How do I know if my organisation is ready for AI?+
Five questions reveal readiness: Can you describe your data (where it lives, who owns it, how reliable it is)? Which processes are well-defined enough to automate? Who will own the AI output? What happens when AI gets something wrong? Are the people affected by AI deployment incentivised to make it succeed?
What are the most important factors for AI adoption success?+
Process ownership, data quality, and incentive alignment are consistently the highest-leverage factors — more than technology choice. Organisations with a named owner per deployment, clean and accessible data, and a workforce that sees AI as capacity expansion (not replacement) are 3x more likely to reach production at scale.
How do I measure AI maturity in my organisation?+
AI maturity can be assessed across five dimensions: data accessibility, process definition, ownership and accountability, error-handling design, and incentive alignment.
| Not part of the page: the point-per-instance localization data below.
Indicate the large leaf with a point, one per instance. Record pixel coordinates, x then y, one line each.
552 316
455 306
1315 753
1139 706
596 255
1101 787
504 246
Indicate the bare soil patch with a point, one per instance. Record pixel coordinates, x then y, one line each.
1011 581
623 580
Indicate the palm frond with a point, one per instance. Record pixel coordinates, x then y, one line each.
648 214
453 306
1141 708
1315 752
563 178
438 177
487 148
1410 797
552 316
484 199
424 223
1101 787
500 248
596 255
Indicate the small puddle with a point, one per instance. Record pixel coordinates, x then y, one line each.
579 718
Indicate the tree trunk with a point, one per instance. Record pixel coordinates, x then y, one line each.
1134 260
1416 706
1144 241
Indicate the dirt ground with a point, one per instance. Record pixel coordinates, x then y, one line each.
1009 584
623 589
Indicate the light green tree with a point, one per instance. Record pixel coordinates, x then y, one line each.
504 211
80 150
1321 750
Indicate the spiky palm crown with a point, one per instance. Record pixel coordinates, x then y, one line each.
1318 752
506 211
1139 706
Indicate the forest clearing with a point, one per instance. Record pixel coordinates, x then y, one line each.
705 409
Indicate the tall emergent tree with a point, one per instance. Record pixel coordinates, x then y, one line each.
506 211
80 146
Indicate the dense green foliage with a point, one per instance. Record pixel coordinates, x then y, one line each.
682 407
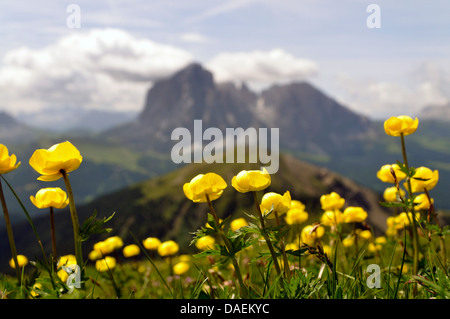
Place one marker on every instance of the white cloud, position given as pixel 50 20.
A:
pixel 100 69
pixel 427 84
pixel 261 68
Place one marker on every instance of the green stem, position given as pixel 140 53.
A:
pixel 413 217
pixel 230 249
pixel 53 235
pixel 266 237
pixel 10 234
pixel 75 223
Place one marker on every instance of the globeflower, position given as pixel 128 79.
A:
pixel 203 185
pixel 311 233
pixel 331 201
pixel 424 178
pixel 251 181
pixel 400 125
pixel 391 194
pixel 50 163
pixel 105 264
pixel 385 174
pixel 332 218
pixel 151 243
pixel 22 260
pixel 296 216
pixel 205 242
pixel 7 163
pixel 50 197
pixel 131 251
pixel 422 202
pixel 238 223
pixel 354 215
pixel 168 248
pixel 181 268
pixel 279 203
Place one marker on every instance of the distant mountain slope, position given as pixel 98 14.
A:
pixel 158 207
pixel 308 120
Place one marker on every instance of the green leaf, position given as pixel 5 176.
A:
pixel 93 225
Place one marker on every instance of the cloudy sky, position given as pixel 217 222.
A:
pixel 105 54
Organisations in early maturity can run pilots but struggle to scale. Mature organisations have all five dimensions addressed before deployment begins.
What should leadership do before an enterprise AI transformation?+
Define success criteria for the first deployment before starting. Assign a named, empowered owner. Audit data quality for the target process. Design the error-handling and escalation path explicitly. Communicate the framing — capacity expansion, not headcount reduction — before the first town hall about AI.